Colonel John Campbell, of Shawfield and Islay ( – 13 March 1809) was a Scottish soldier in the British Army. After his early death, his widow Lady Charlotte Bury achieved fame as a diarist and novelist. He was also briefly a politician.

Early life 
Campbell was the oldest son of Walter Campbell of Shawfield and Islay, an advocate who served as Rector of the University of Glasgow from 1789 to 1791, and his first wife Eleanora, daughter of Robert Ker of New Field.

Career 
He joined the British Army in 1789 as an ensign in the 3rd Foot Guards. In 1793 he was promoted to lieutenant and then captain. He left the army in about 1799, and was later a Colonel of the Argyll militia.
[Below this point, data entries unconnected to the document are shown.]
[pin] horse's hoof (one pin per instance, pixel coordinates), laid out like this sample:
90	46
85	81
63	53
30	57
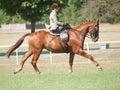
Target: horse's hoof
70	71
14	72
100	69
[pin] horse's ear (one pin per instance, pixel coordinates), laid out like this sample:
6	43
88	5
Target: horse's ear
97	21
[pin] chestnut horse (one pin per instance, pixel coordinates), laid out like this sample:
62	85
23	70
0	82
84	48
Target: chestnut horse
44	40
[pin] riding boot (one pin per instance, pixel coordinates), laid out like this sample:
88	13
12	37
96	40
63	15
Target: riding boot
67	48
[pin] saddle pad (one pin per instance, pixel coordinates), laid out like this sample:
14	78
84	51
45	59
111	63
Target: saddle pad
64	36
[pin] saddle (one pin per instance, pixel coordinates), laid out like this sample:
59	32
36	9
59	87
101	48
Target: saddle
65	38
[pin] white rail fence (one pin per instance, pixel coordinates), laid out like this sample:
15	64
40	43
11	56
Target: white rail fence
50	53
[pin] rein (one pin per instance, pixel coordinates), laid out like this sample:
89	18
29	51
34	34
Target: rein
88	35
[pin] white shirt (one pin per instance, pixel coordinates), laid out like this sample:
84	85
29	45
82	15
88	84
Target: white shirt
54	20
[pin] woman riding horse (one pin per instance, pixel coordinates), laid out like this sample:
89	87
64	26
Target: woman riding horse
44	40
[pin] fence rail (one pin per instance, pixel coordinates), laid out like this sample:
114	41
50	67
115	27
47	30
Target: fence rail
50	53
In 1796, he married Lady Charlotte Susan Maria Campbell, daughter of the 5th Duke of Argyll. They had at least two sons and six daughters, but only two of the daughters survived their parents. On the death of Walter Campbell in 1816, John's son Walter Frederick Campbell inherited the 240 square mile island of Islay in the Inner Hebrides.

In 1794, he was elected on the interest of his brother-in-law, the 6th Duke of Argyll as the Member of Parliament (MP) for Ayr Burghs. He supported Argyll in opposing the Duke of Portland's ministry, and died two years after his election, aged about 39.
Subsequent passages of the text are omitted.